Yargıtay Kararı 14. Ceza Dairesi 2011/11604 E. 2013/5611 K. 08.05.2013 T.

YARGITAY KARARI
DAİRE : 14. Ceza Dairesi
ESAS NO : 2011/11604
KARAR NO : 2013/5611
KARAR TARİHİ : 08.05.2013

Çocuğun nitelikli cinsel istismarı suçundan sanık …’ın bozma üzerine yapılan yargılaması sonunda; atılı suçtan mahkûmiyetine dair … 1. Ağır Ceza Mahkemesinden verilen 30.04.2009 gün ve 2009/111 Esas, 2009/216 Karar sayılı hükmün süresi içinde Yargıtayca incelenmesi sanık müdafii tarafından istenilmiş olduğundan dava evrakı Yargıtay Cumhuriyet Başsavcılığından tebliğname ile Daireye gönderilmekle incelenerek gereği düşünüldü:
Yapılan yargılamaya, toplanıp karar yerinde gösterilen delillere, mahkemenin soruşturma sonuçlarına uygun olarak oluşan kanaat ve takdirine, incelenen dosya içeriğine göre yerinde görülmeyen sair temyiz itirazlarının reddine,
Ancak;
Oluşa göre, kayden 07.08.1993 doğumlu olup suç tarihinde 14 yaş 5 ay 10 günlük olan mağdure ile sanığın anlaşarak birlikte kaçıp sanıkla mağdurenin birden fazla cinsel ilişkiye girdikleri, daha sonra resmî olarak evlendiklerinin anlaşılması karşısında, TCK.nın 30. maddesi hükümlerine göre hata halinin mevcut olup olmadığının tespiti için mağdurenin suç tarihi itibarıyla görünüm olarak 15 yaşından küçük olduğunun anlaşılıp anlaşılamayacağı, içinde bulundukları sosyal ve kültürel durumları da dikkate alınarak, sanığın mağdurenin yaşı konusunda hataya düşmesinin mümkün olup olmadığı araştırılarak, mahkemenin dosyadaki tüm verilerle birlikte kendi gözlemini de tespit edip, gerekirse bu konuda bilirkişi incelemesi de yaptırılmak suretiyle tüm deliller birlikte değerlendirilerek sonucuna göre sanığın hukuki durumunun tayin ve takdiri gerekirken eksik incelemeyle yazılı şekilde hüküm kurulması,
Kanuna aykırı, sanık müdafiin temyiz itirazları bu itibarla yerinde görülmüş olduğundan, hükmün 5320 sayılı Kanunun 8/1. maddesi gözetilerek CMUK.nın 321. maddesi uyarınca BOZULMASINA, 08.05.2013 tarihinde oyçokluğuyla karar verildi.
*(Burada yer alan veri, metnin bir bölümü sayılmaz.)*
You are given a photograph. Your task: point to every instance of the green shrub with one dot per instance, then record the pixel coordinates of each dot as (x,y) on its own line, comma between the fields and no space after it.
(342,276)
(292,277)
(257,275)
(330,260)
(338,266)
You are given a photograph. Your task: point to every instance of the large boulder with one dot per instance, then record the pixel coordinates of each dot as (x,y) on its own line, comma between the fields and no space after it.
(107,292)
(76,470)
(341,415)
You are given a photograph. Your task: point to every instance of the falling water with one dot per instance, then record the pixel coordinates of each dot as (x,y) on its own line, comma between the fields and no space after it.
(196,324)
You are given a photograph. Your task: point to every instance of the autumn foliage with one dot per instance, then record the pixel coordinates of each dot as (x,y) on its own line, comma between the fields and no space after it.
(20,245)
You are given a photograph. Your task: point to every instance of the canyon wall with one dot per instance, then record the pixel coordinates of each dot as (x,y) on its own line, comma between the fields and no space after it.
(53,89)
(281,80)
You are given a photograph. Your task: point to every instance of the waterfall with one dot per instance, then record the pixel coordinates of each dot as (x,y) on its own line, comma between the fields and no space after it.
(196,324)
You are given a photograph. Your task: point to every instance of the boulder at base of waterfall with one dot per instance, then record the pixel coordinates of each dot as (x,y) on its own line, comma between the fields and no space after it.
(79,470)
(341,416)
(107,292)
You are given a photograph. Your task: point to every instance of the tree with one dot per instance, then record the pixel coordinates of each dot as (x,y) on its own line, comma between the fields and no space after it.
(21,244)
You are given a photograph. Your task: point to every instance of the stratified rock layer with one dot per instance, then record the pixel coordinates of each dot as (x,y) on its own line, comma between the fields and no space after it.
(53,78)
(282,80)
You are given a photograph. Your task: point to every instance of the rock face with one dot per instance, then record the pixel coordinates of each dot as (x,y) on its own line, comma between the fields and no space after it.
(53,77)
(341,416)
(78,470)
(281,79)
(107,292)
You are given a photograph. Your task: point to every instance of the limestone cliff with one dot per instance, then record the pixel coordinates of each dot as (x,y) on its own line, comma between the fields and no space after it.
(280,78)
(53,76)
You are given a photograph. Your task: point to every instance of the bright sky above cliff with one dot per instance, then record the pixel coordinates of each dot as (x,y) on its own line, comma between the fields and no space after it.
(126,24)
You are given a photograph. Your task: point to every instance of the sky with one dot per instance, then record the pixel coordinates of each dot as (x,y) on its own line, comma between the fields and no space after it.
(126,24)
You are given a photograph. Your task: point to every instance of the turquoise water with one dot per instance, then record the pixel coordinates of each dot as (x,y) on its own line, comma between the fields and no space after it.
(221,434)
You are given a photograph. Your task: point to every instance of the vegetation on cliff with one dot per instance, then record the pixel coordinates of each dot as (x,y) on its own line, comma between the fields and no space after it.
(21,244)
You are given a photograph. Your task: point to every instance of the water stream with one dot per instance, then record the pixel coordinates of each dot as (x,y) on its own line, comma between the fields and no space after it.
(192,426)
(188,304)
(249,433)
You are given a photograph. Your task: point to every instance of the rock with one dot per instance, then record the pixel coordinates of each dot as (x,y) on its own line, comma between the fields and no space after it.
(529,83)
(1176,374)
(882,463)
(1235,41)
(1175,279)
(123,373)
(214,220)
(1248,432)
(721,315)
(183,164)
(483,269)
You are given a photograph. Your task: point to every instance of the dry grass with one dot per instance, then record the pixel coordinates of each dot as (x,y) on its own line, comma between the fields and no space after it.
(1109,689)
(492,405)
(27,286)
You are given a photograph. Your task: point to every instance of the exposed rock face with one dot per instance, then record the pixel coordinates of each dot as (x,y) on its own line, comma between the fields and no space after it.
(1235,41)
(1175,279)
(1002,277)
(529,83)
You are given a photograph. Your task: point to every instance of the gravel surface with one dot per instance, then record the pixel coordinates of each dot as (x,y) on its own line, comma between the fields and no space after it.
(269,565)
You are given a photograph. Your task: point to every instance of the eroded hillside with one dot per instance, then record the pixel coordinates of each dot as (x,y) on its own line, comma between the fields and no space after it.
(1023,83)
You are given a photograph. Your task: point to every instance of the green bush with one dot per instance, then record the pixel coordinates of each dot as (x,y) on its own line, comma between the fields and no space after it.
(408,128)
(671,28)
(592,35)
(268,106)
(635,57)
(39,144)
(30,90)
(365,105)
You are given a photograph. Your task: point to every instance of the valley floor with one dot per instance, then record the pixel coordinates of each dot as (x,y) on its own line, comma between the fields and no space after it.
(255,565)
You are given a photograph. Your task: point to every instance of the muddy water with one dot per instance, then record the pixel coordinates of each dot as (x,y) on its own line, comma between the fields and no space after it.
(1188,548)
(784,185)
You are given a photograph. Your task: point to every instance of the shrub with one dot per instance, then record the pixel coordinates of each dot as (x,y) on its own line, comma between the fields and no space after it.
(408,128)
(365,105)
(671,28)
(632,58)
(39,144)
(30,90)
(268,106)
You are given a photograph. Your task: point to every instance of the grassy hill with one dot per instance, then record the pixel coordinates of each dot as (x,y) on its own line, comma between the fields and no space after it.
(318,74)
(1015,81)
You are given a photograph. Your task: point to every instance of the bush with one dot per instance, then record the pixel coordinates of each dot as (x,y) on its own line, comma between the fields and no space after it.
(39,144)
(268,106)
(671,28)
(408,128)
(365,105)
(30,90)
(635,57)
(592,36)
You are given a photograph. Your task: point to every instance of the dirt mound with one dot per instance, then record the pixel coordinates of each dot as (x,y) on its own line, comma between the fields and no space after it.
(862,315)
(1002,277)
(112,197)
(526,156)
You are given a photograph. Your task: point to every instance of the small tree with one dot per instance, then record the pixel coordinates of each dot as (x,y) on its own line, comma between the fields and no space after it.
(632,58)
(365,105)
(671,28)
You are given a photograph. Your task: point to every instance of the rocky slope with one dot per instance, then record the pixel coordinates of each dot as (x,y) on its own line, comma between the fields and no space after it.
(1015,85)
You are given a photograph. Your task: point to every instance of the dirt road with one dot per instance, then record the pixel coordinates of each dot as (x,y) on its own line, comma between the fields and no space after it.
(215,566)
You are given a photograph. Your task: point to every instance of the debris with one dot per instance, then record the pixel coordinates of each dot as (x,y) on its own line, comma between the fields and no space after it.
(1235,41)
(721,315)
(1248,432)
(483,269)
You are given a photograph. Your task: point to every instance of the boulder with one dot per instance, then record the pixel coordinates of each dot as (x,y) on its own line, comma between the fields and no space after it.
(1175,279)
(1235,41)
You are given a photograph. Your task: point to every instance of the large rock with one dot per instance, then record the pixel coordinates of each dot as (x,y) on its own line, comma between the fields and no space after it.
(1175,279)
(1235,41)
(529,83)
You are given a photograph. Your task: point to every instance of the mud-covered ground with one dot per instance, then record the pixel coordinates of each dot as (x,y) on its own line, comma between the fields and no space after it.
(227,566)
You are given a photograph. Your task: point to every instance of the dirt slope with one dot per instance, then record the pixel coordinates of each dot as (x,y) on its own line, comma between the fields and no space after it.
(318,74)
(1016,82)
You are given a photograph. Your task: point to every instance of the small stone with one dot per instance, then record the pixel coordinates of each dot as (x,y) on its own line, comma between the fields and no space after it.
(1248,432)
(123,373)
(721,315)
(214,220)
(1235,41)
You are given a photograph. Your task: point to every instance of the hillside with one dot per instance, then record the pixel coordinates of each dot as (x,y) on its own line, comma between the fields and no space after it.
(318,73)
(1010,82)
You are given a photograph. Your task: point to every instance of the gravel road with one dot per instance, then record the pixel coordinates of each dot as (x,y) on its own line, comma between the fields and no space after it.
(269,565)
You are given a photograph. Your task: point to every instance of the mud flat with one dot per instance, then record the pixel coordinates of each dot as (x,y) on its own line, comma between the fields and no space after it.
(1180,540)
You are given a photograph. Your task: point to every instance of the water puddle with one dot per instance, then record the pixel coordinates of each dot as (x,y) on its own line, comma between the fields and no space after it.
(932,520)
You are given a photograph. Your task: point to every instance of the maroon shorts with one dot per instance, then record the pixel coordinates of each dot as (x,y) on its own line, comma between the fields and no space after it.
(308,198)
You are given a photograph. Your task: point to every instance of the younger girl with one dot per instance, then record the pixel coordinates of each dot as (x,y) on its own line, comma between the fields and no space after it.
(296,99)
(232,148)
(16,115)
TCK.nın 30/1. maddesinde öngörülen ”hata” halinin, ancak sanık tarafından ileri sürülmesi durumunda mahkemece takdir edilmesi gerektiği, suç tarihinden itibaren
yaklaşık 5 yıl gibi bir sürenin geçmiş olduğu da gözetildiğinde, mahkemeden, sanığın hataya düşüp düşmediği konusunda sonuca varmasının istenmesinin sanığın hukuki durumuna etki edecek bir yaklaşım olamayacağı, mağdurun içinde bulunduğu evlilik durumu da suçun oluşup oluşmamasına etki etmeyeceğinden, sanığın hiç bir yerde ileri sürmediği ve yaş konusunda hataya düştüğünü belirtmediği de düşünüldüğünde, bilirkişi ya da başka kişinin, mağdurun yaşının büyük olduğuna ilişkin yaklaşımının, sanığın hukuki durumunu değiştirmeyeceği düşüncesinde olduğundan sayın çoğunluğun ”hata” araştırmasına yönelik bozma kararına katılmıyorum.